Однажды вечером, помню, был туман. Да, туман, стелившийся над Золотым Рогом, он плотно укутал город, особенно площади. Но до Фатиха, квартала, куда я в тот день совершил своё тайное путешествие, он не поднялся. Огромный купол и минареты Имарета, развалины древнего акведука, мечеть Сулеймана поднимались словно скалы в молочном море.
Я был не один. Нам хотелось посетить могилу Константина Великого. Но вот беда — самим могилу не найти! Дело в том, что саркофаг стоял в греческие времена в храме Святых апостолов, но на его месте Фатих распорядился построить свой Имарет! Поэтому меня и моих товарищей сопровождал, а вернее водил молодой знатный грек Антиох Маврокордато. Помню, мы куда-то забрели, толкнули деревянную калитку сбоку от какой-то мечети и по скользким камням спустились в склеп, мне показалось, давно заброшенный. Но посредине его стоял большой саркофаг. Мы подошли, и Антиох осветил его факелом. Мы ахнули — саркофаг из цельного порфира, около трёх метров в длину! Сомнения наши отпали — это была могила Константина Великого. Верхняя плита была вся испещрена надписями. Антиох уверял нас, что надписи эти сделаны ещё в далёкие византийские времена. Буквы греческие, но смысл текста я, как ни силился, понять не сумел. Это было нечто вроде шифра. Мы попросили грека перевести.
«Это древнее пророчество о начале и конце Константинополя, — объяснил Антиох. — Прочитать его мудрено, потому что из слов выпущены, во-первых, все гласные буквы, а кроме того, во многих словах сокращены и согласные».
«Но хоть что-то ты можешь прочитать?» — попросили мы.
«Я помню только самый конец: “Вернётся наш император и снова возьмёт красное яблоко”», — прочитал Маврокордато.
Лунардо сделал паузу, задумчиво посматривая на помощника, потом продолжал:
— Эти слова будто бы оставил перед смертью сам Константин.
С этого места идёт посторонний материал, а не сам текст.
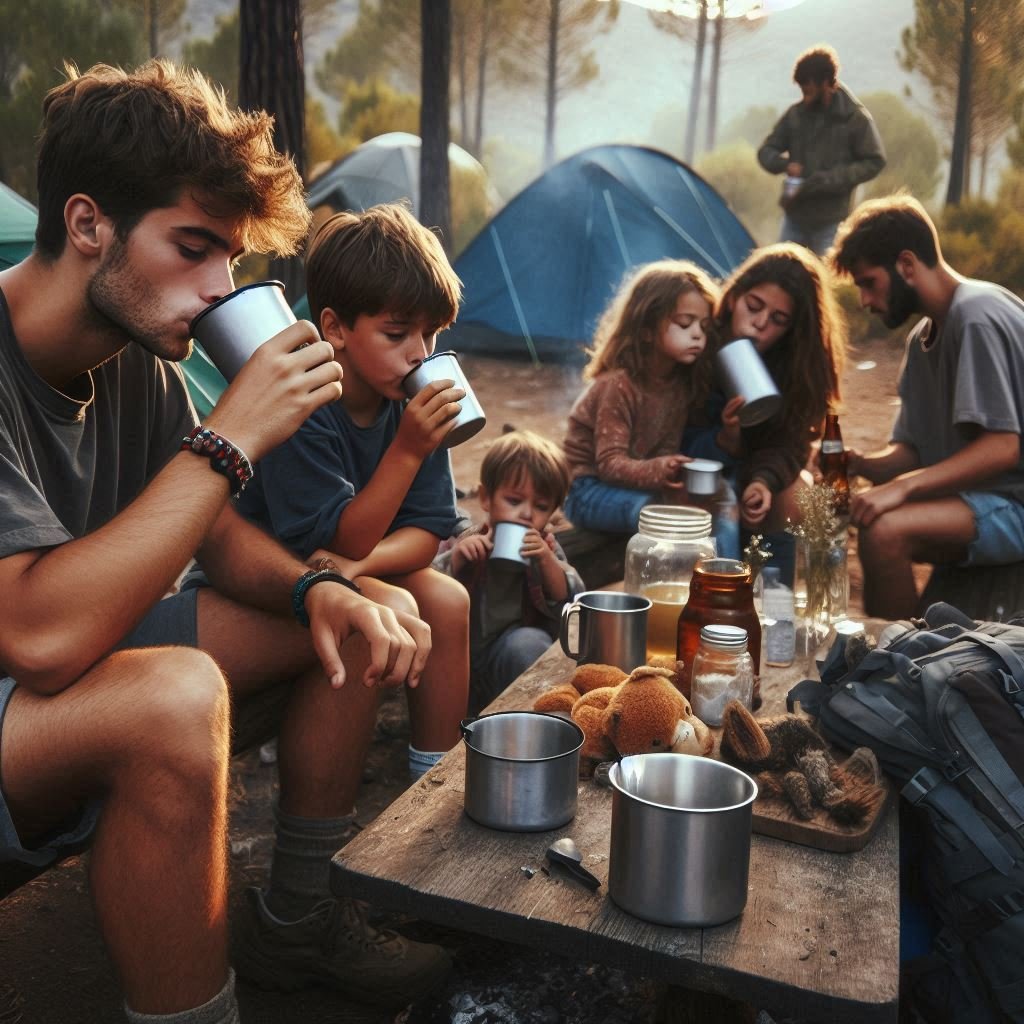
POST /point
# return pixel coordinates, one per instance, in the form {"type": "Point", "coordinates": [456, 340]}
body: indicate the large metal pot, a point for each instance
{"type": "Point", "coordinates": [680, 839]}
{"type": "Point", "coordinates": [522, 770]}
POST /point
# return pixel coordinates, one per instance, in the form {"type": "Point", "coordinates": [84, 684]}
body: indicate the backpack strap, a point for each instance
{"type": "Point", "coordinates": [929, 787]}
{"type": "Point", "coordinates": [989, 764]}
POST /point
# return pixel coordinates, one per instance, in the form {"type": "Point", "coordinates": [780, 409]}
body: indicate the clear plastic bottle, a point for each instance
{"type": "Point", "coordinates": [723, 671]}
{"type": "Point", "coordinates": [779, 620]}
{"type": "Point", "coordinates": [659, 561]}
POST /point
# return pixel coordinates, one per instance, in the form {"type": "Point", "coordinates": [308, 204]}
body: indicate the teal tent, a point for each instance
{"type": "Point", "coordinates": [17, 232]}
{"type": "Point", "coordinates": [17, 226]}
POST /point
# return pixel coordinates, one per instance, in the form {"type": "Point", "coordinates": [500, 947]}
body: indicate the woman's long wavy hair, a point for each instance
{"type": "Point", "coordinates": [807, 361]}
{"type": "Point", "coordinates": [628, 329]}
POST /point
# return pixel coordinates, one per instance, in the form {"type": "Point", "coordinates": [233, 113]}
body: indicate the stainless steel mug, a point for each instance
{"type": "Point", "coordinates": [743, 373]}
{"type": "Point", "coordinates": [680, 847]}
{"type": "Point", "coordinates": [702, 476]}
{"type": "Point", "coordinates": [232, 328]}
{"type": "Point", "coordinates": [606, 627]}
{"type": "Point", "coordinates": [522, 770]}
{"type": "Point", "coordinates": [507, 542]}
{"type": "Point", "coordinates": [444, 366]}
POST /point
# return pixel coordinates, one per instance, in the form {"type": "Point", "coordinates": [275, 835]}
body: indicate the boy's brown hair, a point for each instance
{"type": "Point", "coordinates": [524, 455]}
{"type": "Point", "coordinates": [381, 260]}
{"type": "Point", "coordinates": [880, 229]}
{"type": "Point", "coordinates": [135, 140]}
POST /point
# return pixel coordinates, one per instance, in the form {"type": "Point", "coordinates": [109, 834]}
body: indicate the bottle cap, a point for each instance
{"type": "Point", "coordinates": [724, 637]}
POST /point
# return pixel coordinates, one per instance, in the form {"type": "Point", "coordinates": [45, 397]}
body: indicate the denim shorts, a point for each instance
{"type": "Point", "coordinates": [171, 621]}
{"type": "Point", "coordinates": [998, 524]}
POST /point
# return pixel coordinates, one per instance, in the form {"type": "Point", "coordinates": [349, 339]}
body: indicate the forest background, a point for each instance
{"type": "Point", "coordinates": [532, 81]}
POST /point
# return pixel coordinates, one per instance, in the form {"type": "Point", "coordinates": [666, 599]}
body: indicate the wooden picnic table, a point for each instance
{"type": "Point", "coordinates": [817, 941]}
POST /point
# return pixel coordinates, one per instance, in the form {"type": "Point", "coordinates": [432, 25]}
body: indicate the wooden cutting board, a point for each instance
{"type": "Point", "coordinates": [776, 817]}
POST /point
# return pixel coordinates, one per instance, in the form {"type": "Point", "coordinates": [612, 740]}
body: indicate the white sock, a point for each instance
{"type": "Point", "coordinates": [222, 1009]}
{"type": "Point", "coordinates": [420, 762]}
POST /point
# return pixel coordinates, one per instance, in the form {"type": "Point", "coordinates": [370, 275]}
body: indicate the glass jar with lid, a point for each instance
{"type": "Point", "coordinates": [721, 594]}
{"type": "Point", "coordinates": [722, 671]}
{"type": "Point", "coordinates": [659, 561]}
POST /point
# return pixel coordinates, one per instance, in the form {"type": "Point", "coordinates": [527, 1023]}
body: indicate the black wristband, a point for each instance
{"type": "Point", "coordinates": [225, 458]}
{"type": "Point", "coordinates": [308, 580]}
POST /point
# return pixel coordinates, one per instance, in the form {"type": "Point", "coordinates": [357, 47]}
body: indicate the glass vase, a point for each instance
{"type": "Point", "coordinates": [821, 594]}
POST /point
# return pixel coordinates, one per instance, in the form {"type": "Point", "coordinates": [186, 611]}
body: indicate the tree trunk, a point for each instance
{"type": "Point", "coordinates": [689, 146]}
{"type": "Point", "coordinates": [435, 208]}
{"type": "Point", "coordinates": [154, 7]}
{"type": "Point", "coordinates": [462, 62]}
{"type": "Point", "coordinates": [552, 96]}
{"type": "Point", "coordinates": [715, 77]}
{"type": "Point", "coordinates": [960, 157]}
{"type": "Point", "coordinates": [271, 77]}
{"type": "Point", "coordinates": [481, 80]}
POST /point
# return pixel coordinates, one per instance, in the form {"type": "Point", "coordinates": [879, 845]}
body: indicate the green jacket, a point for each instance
{"type": "Point", "coordinates": [839, 147]}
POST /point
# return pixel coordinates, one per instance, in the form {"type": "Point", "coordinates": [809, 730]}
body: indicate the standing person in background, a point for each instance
{"type": "Point", "coordinates": [826, 144]}
{"type": "Point", "coordinates": [780, 298]}
{"type": "Point", "coordinates": [645, 370]}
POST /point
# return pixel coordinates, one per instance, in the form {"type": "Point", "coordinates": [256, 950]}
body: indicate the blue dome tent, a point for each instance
{"type": "Point", "coordinates": [538, 276]}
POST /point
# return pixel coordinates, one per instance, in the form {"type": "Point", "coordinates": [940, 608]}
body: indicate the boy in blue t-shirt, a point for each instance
{"type": "Point", "coordinates": [364, 482]}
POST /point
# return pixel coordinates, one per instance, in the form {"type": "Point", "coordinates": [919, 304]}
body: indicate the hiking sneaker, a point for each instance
{"type": "Point", "coordinates": [335, 946]}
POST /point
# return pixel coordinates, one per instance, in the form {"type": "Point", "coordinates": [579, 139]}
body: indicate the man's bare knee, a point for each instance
{"type": "Point", "coordinates": [884, 541]}
{"type": "Point", "coordinates": [180, 709]}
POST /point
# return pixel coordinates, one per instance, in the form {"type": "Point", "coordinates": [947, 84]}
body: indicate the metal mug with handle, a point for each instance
{"type": "Point", "coordinates": [603, 627]}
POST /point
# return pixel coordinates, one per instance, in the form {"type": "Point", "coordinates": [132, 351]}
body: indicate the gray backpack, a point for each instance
{"type": "Point", "coordinates": [942, 708]}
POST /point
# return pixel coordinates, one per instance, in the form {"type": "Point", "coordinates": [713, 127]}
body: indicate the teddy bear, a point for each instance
{"type": "Point", "coordinates": [639, 713]}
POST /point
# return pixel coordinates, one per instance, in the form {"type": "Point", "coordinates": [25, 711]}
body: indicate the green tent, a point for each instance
{"type": "Point", "coordinates": [17, 226]}
{"type": "Point", "coordinates": [17, 232]}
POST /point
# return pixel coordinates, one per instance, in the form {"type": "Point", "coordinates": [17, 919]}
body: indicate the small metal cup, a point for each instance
{"type": "Point", "coordinates": [232, 328]}
{"type": "Point", "coordinates": [508, 541]}
{"type": "Point", "coordinates": [702, 476]}
{"type": "Point", "coordinates": [743, 373]}
{"type": "Point", "coordinates": [604, 627]}
{"type": "Point", "coordinates": [444, 366]}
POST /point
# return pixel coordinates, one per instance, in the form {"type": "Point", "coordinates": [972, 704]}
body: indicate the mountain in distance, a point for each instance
{"type": "Point", "coordinates": [644, 71]}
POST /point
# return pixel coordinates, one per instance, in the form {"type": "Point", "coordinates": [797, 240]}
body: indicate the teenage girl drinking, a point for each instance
{"type": "Point", "coordinates": [645, 368]}
{"type": "Point", "coordinates": [780, 298]}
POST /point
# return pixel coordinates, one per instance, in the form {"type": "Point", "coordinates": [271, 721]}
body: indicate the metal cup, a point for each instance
{"type": "Point", "coordinates": [680, 839]}
{"type": "Point", "coordinates": [702, 476]}
{"type": "Point", "coordinates": [743, 373]}
{"type": "Point", "coordinates": [232, 328]}
{"type": "Point", "coordinates": [507, 543]}
{"type": "Point", "coordinates": [444, 366]}
{"type": "Point", "coordinates": [603, 627]}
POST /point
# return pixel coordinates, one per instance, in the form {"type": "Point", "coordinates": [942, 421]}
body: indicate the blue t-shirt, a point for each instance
{"type": "Point", "coordinates": [301, 487]}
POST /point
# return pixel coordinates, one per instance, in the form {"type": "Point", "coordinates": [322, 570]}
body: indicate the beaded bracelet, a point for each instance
{"type": "Point", "coordinates": [308, 580]}
{"type": "Point", "coordinates": [225, 458]}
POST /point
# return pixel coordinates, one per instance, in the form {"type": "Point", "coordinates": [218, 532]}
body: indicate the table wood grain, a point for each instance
{"type": "Point", "coordinates": [818, 939]}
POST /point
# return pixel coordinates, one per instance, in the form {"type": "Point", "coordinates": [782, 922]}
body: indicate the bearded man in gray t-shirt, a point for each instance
{"type": "Point", "coordinates": [949, 486]}
{"type": "Point", "coordinates": [150, 188]}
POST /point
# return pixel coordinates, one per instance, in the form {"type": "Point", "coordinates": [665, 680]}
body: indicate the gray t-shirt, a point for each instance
{"type": "Point", "coordinates": [69, 463]}
{"type": "Point", "coordinates": [972, 373]}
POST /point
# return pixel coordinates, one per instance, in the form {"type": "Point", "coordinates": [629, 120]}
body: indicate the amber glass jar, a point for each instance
{"type": "Point", "coordinates": [721, 594]}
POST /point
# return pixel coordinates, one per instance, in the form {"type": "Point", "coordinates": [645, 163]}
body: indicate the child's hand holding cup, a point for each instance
{"type": "Point", "coordinates": [444, 366]}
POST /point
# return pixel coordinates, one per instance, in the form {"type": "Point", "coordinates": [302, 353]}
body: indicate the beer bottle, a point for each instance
{"type": "Point", "coordinates": [833, 462]}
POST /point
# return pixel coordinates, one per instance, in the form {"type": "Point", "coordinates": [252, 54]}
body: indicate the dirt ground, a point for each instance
{"type": "Point", "coordinates": [53, 969]}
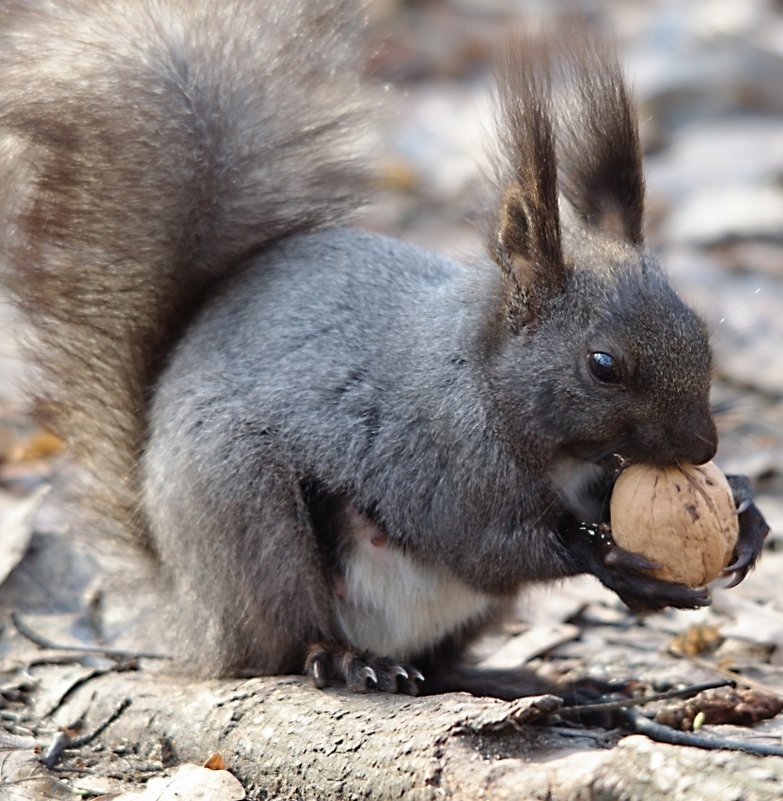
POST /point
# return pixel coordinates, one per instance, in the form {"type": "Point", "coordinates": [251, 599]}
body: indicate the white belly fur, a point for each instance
{"type": "Point", "coordinates": [393, 604]}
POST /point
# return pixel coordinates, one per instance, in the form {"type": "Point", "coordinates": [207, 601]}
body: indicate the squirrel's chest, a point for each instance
{"type": "Point", "coordinates": [392, 603]}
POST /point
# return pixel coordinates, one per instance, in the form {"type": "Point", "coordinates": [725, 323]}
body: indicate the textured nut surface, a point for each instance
{"type": "Point", "coordinates": [683, 518]}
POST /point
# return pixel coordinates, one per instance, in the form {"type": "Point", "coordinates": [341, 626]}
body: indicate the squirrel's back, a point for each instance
{"type": "Point", "coordinates": [141, 138]}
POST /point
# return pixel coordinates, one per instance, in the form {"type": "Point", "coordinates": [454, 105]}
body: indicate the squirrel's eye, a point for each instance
{"type": "Point", "coordinates": [605, 368]}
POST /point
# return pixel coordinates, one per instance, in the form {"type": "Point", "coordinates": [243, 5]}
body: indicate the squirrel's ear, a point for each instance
{"type": "Point", "coordinates": [524, 237]}
{"type": "Point", "coordinates": [598, 140]}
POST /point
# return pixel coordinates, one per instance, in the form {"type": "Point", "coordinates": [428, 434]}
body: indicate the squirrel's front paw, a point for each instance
{"type": "Point", "coordinates": [360, 673]}
{"type": "Point", "coordinates": [625, 572]}
{"type": "Point", "coordinates": [753, 530]}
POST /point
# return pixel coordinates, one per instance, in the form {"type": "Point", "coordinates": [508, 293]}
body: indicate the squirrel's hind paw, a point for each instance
{"type": "Point", "coordinates": [360, 673]}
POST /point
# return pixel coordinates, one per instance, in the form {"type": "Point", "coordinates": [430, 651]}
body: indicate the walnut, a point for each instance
{"type": "Point", "coordinates": [682, 518]}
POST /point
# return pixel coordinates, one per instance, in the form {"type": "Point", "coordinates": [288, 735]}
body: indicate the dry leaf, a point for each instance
{"type": "Point", "coordinates": [215, 762]}
{"type": "Point", "coordinates": [16, 529]}
{"type": "Point", "coordinates": [40, 446]}
{"type": "Point", "coordinates": [740, 706]}
{"type": "Point", "coordinates": [190, 783]}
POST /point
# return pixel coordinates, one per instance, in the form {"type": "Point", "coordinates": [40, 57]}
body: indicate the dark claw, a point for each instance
{"type": "Point", "coordinates": [360, 673]}
{"type": "Point", "coordinates": [620, 559]}
{"type": "Point", "coordinates": [753, 531]}
{"type": "Point", "coordinates": [593, 550]}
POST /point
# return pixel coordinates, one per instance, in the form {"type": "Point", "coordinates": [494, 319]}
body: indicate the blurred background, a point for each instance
{"type": "Point", "coordinates": [708, 81]}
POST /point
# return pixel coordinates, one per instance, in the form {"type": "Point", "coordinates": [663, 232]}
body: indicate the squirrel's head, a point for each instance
{"type": "Point", "coordinates": [590, 341]}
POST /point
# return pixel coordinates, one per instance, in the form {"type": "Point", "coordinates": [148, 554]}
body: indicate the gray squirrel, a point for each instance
{"type": "Point", "coordinates": [346, 455]}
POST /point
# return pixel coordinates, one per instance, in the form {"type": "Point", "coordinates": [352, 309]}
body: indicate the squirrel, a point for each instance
{"type": "Point", "coordinates": [347, 455]}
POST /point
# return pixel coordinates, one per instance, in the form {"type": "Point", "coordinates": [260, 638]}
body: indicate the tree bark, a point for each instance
{"type": "Point", "coordinates": [286, 740]}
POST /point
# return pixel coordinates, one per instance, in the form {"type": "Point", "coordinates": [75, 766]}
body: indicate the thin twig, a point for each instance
{"type": "Point", "coordinates": [641, 724]}
{"type": "Point", "coordinates": [627, 703]}
{"type": "Point", "coordinates": [95, 650]}
{"type": "Point", "coordinates": [64, 740]}
{"type": "Point", "coordinates": [730, 675]}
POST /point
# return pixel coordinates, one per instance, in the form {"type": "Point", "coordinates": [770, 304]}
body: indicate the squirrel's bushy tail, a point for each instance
{"type": "Point", "coordinates": [147, 148]}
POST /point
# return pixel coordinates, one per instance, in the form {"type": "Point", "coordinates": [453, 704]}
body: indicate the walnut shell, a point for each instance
{"type": "Point", "coordinates": [683, 518]}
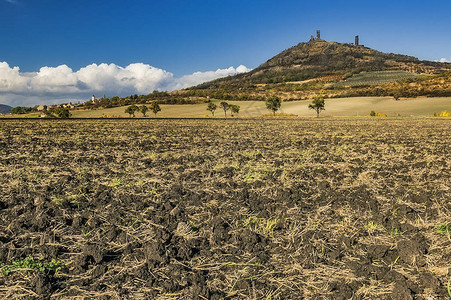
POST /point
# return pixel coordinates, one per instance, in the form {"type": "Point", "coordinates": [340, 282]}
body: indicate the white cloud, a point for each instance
{"type": "Point", "coordinates": [60, 84]}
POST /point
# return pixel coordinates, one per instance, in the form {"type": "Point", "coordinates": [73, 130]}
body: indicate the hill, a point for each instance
{"type": "Point", "coordinates": [313, 67]}
{"type": "Point", "coordinates": [5, 109]}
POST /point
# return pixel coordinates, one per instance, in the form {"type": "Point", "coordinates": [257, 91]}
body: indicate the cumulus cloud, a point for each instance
{"type": "Point", "coordinates": [60, 84]}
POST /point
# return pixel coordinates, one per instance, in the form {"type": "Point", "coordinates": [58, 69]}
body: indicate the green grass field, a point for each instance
{"type": "Point", "coordinates": [420, 107]}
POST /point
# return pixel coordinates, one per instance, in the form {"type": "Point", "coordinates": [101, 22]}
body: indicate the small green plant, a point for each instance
{"type": "Point", "coordinates": [260, 225]}
{"type": "Point", "coordinates": [394, 232]}
{"type": "Point", "coordinates": [29, 264]}
{"type": "Point", "coordinates": [444, 228]}
{"type": "Point", "coordinates": [372, 227]}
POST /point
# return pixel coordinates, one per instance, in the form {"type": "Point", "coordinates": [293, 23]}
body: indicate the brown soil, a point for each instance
{"type": "Point", "coordinates": [226, 209]}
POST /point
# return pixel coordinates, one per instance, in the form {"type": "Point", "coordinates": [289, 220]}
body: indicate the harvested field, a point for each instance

Я знаю ту трактовку, которую дал первый константинопольский патриарх при турках Геннадий Схоларий. Он вроде бы расшифровал всю надпись, все пророчество и объяснил последние слова так: «Вернётся наш император, который разобьёт потомков Измаила, то есть турецкую империю, и возьмёт красное яблоко, то есть завладеет миром». Вот такое пророчество о конце османов, их сейчас немало ходит на Балканах.
Таким образом, создатели плана «Кизил элма», возможно, имели в виду это пророчество, так как их план имеет своей целью изгнание османов и воцарение нового, нашего, христианского императора.
— А последний император, тот, при котором Константинополь пал и был завоёван османами, — спросил Джироламо. — Его тоже, кажется, звали Константин?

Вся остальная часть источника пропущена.